DALLAS, TEXAS - Artificial intelligence (AI) based image interpretation often fails to live up to vendor claims when installed in a clinical environment, as many clinical users have found out the hard way. Since most vendors can provide research studies showing high degrees of accuracy, why does a discrepancy exist? The answer generally relates to the data and process used to train the AI. Independent third-party groups must thus verify AI algorithms using recent clinical data.
When training any AI algorithm, the most crucial element is good data. Training with flawed, incomplete, or biased data leads to a poor outcome. One common problem is that available datasets do not represent the population on which the AI is used. Different device manufacturers produce tremendous variations in the Digital Imaging and Communications in Medicine (DICOM) data files.

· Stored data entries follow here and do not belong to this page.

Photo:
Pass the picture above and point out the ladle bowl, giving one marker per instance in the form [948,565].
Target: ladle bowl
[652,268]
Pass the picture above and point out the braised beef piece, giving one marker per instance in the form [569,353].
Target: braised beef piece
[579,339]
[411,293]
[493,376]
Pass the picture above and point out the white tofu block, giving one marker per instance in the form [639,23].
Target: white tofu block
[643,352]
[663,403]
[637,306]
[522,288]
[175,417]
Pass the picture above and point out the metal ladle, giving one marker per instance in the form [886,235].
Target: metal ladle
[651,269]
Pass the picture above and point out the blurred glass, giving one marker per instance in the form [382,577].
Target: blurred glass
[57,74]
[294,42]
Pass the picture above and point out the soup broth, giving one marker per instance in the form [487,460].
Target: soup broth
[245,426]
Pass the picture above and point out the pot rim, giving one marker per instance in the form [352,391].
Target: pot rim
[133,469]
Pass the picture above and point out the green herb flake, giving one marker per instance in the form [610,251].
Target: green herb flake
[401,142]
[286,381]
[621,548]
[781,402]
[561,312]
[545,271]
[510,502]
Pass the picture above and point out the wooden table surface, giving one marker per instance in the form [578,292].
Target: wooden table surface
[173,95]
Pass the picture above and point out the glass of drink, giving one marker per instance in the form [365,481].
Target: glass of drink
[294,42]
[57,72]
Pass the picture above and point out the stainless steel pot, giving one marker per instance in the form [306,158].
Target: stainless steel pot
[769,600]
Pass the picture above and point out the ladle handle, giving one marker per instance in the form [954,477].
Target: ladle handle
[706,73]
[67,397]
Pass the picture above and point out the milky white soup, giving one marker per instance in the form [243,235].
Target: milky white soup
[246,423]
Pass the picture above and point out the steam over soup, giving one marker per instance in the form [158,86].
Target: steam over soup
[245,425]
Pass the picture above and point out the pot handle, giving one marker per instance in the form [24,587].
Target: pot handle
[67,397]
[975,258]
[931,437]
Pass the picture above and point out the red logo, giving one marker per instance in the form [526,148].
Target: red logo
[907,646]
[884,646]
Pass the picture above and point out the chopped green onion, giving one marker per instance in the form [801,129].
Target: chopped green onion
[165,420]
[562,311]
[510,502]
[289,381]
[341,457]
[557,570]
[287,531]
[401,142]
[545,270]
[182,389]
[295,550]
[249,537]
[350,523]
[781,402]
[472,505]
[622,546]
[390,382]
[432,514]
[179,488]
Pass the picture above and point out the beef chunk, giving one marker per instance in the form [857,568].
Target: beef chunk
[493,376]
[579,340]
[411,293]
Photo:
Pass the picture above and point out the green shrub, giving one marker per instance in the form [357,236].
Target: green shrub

This difference means that an X-Ray, computed tomography (CT), or magnetic
resonance imaging (MRI) acquired on a gastric emptying machine is very
different from one taken on a Philips or Siemens device. The differences are
not generally appreciable to the eye, but many layers of the DICOM image are
not displayed. The AI algorithm sees all of the data and may be confounded when
presented by a new manufacturer.
Similarly, the techniques of the radiographer taking the images can vary greatly between institutions in placement, orientation, and rotation of the imaged anatomy. When a high percentage of images used for training AI are of the same manufacturer or similar techniques, an inherent bias is present in the data. Datasets should match the age range of patients, a recent study by the American Journal of Neuroradiology (AJNR) suggests.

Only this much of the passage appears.